In Cyprus, it is generally possible for borrowers or guarantors to subordinate their claims. There are no specific terms under which they may do so. 9. What are the consequences of a transfer, assignment or novation of an underlying credit in your jurisdiction (is new security necessary, is the security automatically transferred, etc.). If the terms of the underlying facility agreement, the relevant security agreement and the agreement for the transfer, assignment or novation of the underlying facility agreement to a new lender are clear as to their purposes, then it is generally possible in Cyprus for the relevant security to be automatically transferred to a new lender. On the other hand, it is advisable for the previous security agreement to be terminated and for a new security agreement to be entered into between the party providing the security and the new lender. The main argument in favour of a new security is to enable the new lender to have the relevant security registered as a charge over the assets of the party providing the security with the Registrar of Companies.

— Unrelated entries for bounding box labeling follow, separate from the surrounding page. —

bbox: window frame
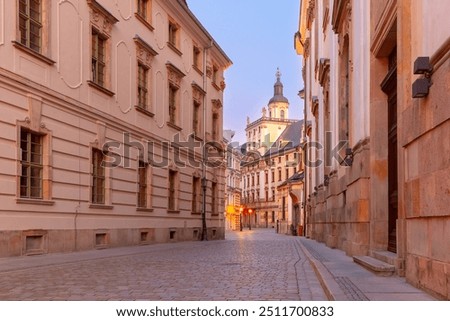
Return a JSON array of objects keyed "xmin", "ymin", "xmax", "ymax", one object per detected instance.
[
  {"xmin": 17, "ymin": 0, "xmax": 43, "ymax": 53},
  {"xmin": 19, "ymin": 127, "xmax": 44, "ymax": 200},
  {"xmin": 191, "ymin": 176, "xmax": 201, "ymax": 214},
  {"xmin": 167, "ymin": 17, "xmax": 183, "ymax": 56},
  {"xmin": 136, "ymin": 61, "xmax": 150, "ymax": 111},
  {"xmin": 136, "ymin": 160, "xmax": 151, "ymax": 209},
  {"xmin": 167, "ymin": 169, "xmax": 179, "ymax": 213},
  {"xmin": 91, "ymin": 28, "xmax": 108, "ymax": 88},
  {"xmin": 90, "ymin": 148, "xmax": 107, "ymax": 205}
]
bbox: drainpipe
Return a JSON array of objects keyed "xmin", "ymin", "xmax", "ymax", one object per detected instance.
[
  {"xmin": 201, "ymin": 39, "xmax": 213, "ymax": 241},
  {"xmin": 299, "ymin": 86, "xmax": 308, "ymax": 236}
]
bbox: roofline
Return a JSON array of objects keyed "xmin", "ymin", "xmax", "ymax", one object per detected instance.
[{"xmin": 177, "ymin": 0, "xmax": 233, "ymax": 67}]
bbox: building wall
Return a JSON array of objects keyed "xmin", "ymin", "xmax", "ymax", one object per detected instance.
[
  {"xmin": 296, "ymin": 0, "xmax": 450, "ymax": 299},
  {"xmin": 0, "ymin": 0, "xmax": 231, "ymax": 256}
]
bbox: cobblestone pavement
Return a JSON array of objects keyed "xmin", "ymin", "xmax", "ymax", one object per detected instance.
[{"xmin": 0, "ymin": 229, "xmax": 326, "ymax": 301}]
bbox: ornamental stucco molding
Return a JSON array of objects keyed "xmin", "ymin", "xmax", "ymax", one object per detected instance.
[
  {"xmin": 87, "ymin": 0, "xmax": 119, "ymax": 38},
  {"xmin": 133, "ymin": 35, "xmax": 158, "ymax": 68},
  {"xmin": 166, "ymin": 62, "xmax": 186, "ymax": 88}
]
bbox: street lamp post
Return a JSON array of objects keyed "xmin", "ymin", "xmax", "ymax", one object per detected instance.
[{"xmin": 239, "ymin": 206, "xmax": 244, "ymax": 232}]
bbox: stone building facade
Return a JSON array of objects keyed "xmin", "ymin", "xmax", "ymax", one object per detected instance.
[
  {"xmin": 0, "ymin": 0, "xmax": 231, "ymax": 256},
  {"xmin": 241, "ymin": 70, "xmax": 302, "ymax": 233},
  {"xmin": 296, "ymin": 0, "xmax": 450, "ymax": 299},
  {"xmin": 223, "ymin": 130, "xmax": 242, "ymax": 231}
]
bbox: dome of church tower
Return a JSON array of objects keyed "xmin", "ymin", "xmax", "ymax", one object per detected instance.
[{"xmin": 269, "ymin": 69, "xmax": 289, "ymax": 105}]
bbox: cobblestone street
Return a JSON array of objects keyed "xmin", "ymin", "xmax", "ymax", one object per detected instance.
[{"xmin": 0, "ymin": 230, "xmax": 326, "ymax": 300}]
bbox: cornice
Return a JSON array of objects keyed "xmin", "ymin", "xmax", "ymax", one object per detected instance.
[{"xmin": 331, "ymin": 0, "xmax": 352, "ymax": 33}]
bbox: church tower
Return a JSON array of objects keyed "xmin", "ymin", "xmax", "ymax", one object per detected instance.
[
  {"xmin": 268, "ymin": 69, "xmax": 289, "ymax": 119},
  {"xmin": 245, "ymin": 68, "xmax": 296, "ymax": 155}
]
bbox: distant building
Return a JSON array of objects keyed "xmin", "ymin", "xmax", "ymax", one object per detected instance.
[
  {"xmin": 223, "ymin": 130, "xmax": 242, "ymax": 230},
  {"xmin": 241, "ymin": 71, "xmax": 302, "ymax": 233},
  {"xmin": 0, "ymin": 0, "xmax": 231, "ymax": 256},
  {"xmin": 245, "ymin": 70, "xmax": 295, "ymax": 155},
  {"xmin": 296, "ymin": 0, "xmax": 450, "ymax": 299}
]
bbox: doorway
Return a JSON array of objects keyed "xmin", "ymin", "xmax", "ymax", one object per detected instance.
[{"xmin": 381, "ymin": 48, "xmax": 398, "ymax": 253}]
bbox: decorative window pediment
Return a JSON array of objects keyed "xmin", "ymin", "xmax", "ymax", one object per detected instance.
[
  {"xmin": 331, "ymin": 0, "xmax": 352, "ymax": 33},
  {"xmin": 318, "ymin": 58, "xmax": 330, "ymax": 87},
  {"xmin": 87, "ymin": 0, "xmax": 119, "ymax": 37},
  {"xmin": 166, "ymin": 62, "xmax": 186, "ymax": 88},
  {"xmin": 211, "ymin": 99, "xmax": 223, "ymax": 111},
  {"xmin": 192, "ymin": 82, "xmax": 206, "ymax": 104},
  {"xmin": 133, "ymin": 35, "xmax": 158, "ymax": 67}
]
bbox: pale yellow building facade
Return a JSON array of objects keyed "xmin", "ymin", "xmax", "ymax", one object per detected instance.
[
  {"xmin": 296, "ymin": 0, "xmax": 450, "ymax": 299},
  {"xmin": 241, "ymin": 70, "xmax": 302, "ymax": 234},
  {"xmin": 0, "ymin": 0, "xmax": 231, "ymax": 256}
]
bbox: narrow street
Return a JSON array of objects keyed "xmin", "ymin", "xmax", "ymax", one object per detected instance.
[{"xmin": 0, "ymin": 229, "xmax": 326, "ymax": 301}]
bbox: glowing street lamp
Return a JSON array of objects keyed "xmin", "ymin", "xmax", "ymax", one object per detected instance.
[
  {"xmin": 239, "ymin": 205, "xmax": 244, "ymax": 232},
  {"xmin": 248, "ymin": 208, "xmax": 253, "ymax": 230}
]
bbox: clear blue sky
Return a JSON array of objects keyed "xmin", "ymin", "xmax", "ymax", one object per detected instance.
[{"xmin": 187, "ymin": 0, "xmax": 303, "ymax": 143}]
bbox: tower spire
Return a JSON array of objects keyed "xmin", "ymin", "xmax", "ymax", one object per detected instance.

It is not possible to register the relevant charge with the Registrar of Companies in favour of the new lender by automatically transferring the security. 10. Can you have on top of a security in your jurisdiction, another layer consisting of an assignment of the collateral concerned conditional upon default by the debtor? From our experience, it is not common to have another layer on top of a particular security consisting of an assignment of the collateral concerned conditional upon default by the debtor. We believe that any such top and conditional collateral would not be capable of registration and would probably be quite complex to enforce through the courts. 11. Are step-in rights lawful in your jurisdiction or does any action to take control require the creditors to go through a court process? Step-in rights are generally lawful in Cyprus and the creditors are not always required to go through a court process in order to take control of the relevant assets which are the subject matter of the security agreement. Examples of the relevant step-in mechanisms in relation to a floating charge over all the assets of a company, a pledge over shares and a mortgage over immovable property are provided in our reply to question 5 above.